En el Cuzco desapareció hasta el último rastro de mi primer marido. Sin duda, su cuerpo, vestido con el principesco atuendo de Hernando Pizarro, fue el primero que los soldados victoriosos levantaron del suelo al final de la batalla, antes de que los indios se descolgaran de los cerros para cebarse con los despojos de los vencidos. Sin duda, se sorprendieron al comprobar que bajo el yelmo y la armadura no estaba su dueño, sino un anónimo soldado, y supongo que obedecieron de mal talante la orden de disimular lo ocurrido, porque lo último que perdona un español es la cobardía, pero lo hicieron tan bien, que borraron por completo el paso de mi marido por la vida.
Cuando se supo que la viuda de Juan de Málaga andaba haciendo preguntas, el mismo marqués gobernador, Francisco Pizarro, quiso conocerme. Había hecho construir un palacio en la Ciudad de los Reyes, y desde allí dominaba el imperio con fausto, perfidia y mano dura, pero en ese momento se encontraba de visita en el Cuzco. Me recibió en un salón decorado con alfombras peruanas de rica lana y muebles tallados. La cubierta de la gran mesa principal, los respaldos de las sillas, las copas, los candelabros y las escupideras eran de plata maciza. Había más plata que hierro en el Perú. Varios cortesanos, apiñados en los rincones, sombríos como buitres, cuchicheaban y movían papeles dándose aires de importancia. Pizarro vestía de terciopelo negro, jubón ajustado con mangas acuchilladas, gola blanca, una gruesa cadena de oro al pecho, hebillas también de oro en el calzado y una capa de marta sobre los hombros. Era un hombre de unos sesenta y tantos años, altanero, de piel verdosa, barba entrecana, ojos hundidos de mirar desconfiado y un desagradable tono de voz en falsete. Me dio su breve pésame por la muerte de mi marido, sin mencionar su nombre, y enseguida, en un gesto inesperado, me pasó una bolsa de dinero para que sobreviviera «hasta que pudiera embarcarme de vuelta a España», como manifestó. En ese mismo instante tomé una decisión impulsiva, de la que nunca me he arrepentido.
—Con todo respeto, excelencia, no pienso regresar a España —le anuncié.
Una sombra terrible cruzó fugazmente por el semblante del marqués gobernador. Se aproximó a la ventana y por largo rato se quedó contemplando la ciudad que se extendía a sus pies. Pensé que me había olvidado y empecé a retroceder en dirección a la puerta, pero de pronto, sin volverse, se dirigió a mí de nuevo.
—Cuál me dijisteis que era vuestro nombre, señora?
—Inés Suárez, para serviros, señor marqués gobernador.
—¿Y cómo pensáis ganaros la vida?
—Honestamente, excelencia.
—Y con discreción, espero. La discreción es muy apreciada aquí, especialmente en las mujeres. El ayuntamiento os facilitará una casa. Buenos días y buena suerte.
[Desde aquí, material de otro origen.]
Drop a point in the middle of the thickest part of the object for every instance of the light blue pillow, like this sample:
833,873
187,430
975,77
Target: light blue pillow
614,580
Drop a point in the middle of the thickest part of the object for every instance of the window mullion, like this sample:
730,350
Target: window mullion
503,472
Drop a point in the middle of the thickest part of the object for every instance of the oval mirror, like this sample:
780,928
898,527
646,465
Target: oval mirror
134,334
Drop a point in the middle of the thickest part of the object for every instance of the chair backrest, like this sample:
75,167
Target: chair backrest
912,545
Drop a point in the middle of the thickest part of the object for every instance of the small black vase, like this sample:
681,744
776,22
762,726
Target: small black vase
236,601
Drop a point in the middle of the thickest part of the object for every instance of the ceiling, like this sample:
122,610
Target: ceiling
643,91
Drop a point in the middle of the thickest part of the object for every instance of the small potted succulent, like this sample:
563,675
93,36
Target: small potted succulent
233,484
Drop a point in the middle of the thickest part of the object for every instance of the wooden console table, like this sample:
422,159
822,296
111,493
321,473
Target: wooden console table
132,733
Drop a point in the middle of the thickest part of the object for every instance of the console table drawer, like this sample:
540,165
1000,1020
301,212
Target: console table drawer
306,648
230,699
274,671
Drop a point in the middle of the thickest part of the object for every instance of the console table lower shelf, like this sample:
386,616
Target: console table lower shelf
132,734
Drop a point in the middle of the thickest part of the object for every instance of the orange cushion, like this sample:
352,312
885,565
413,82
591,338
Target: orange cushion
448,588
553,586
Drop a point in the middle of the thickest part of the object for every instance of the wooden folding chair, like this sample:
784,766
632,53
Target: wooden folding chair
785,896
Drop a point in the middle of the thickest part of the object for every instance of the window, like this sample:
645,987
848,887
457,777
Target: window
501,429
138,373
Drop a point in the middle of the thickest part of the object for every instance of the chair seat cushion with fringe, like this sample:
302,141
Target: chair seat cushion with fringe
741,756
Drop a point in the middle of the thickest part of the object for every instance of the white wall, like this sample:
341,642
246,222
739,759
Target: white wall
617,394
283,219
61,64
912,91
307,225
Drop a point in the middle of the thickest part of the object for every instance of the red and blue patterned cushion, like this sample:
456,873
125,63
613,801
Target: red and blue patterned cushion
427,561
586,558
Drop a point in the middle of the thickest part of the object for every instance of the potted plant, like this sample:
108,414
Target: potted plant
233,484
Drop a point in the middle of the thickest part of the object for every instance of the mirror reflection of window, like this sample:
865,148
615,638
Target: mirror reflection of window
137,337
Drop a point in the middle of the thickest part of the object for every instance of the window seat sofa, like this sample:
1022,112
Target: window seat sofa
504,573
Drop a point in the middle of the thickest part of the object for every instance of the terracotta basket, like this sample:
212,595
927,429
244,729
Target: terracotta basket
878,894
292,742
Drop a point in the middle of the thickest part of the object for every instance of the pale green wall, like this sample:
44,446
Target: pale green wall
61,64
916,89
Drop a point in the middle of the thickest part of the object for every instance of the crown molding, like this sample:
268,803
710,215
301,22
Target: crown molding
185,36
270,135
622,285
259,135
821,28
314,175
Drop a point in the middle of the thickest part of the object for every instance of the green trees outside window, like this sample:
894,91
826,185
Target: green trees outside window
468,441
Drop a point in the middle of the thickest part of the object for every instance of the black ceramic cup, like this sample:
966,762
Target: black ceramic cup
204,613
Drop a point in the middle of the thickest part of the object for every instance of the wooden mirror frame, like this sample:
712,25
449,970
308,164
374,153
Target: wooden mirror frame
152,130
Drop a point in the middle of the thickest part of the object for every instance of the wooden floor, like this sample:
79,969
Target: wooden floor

Eso fue todo. Comprendí que si deseaba quedarme en el Cuzco más valía que dejara de hacer preguntas. Juan de Málaga bien muerto estaba, y yo era libre. Puedo decir con certeza que ese día comenzó mi vida; los años anteriores fueron de entrenamiento para lo que habría de venir. Te ruego un poco de paciencia, Isabel, verás que pronto este desordenado relato llegará al momento en que mi destino se entrecruza con el de Pedro de Valdivia y se inicia la epopeya que deseo contarte. Antes de eso mi existencia fue la de una insignificante modista de Plasencia, como la de cientos y cientos de obreras que vinieron antes y vendrán después de mí. Con Pedro de Valdivia viví un amor de leyenda, y con él conquisté un reino. Aunque adoré a Rodrigo de Quiroga, tu padre, y viví con él treinta años, sólo vale la pena contar mi vida por la conquista de Chile, que compartí con Pedro de Valdivia.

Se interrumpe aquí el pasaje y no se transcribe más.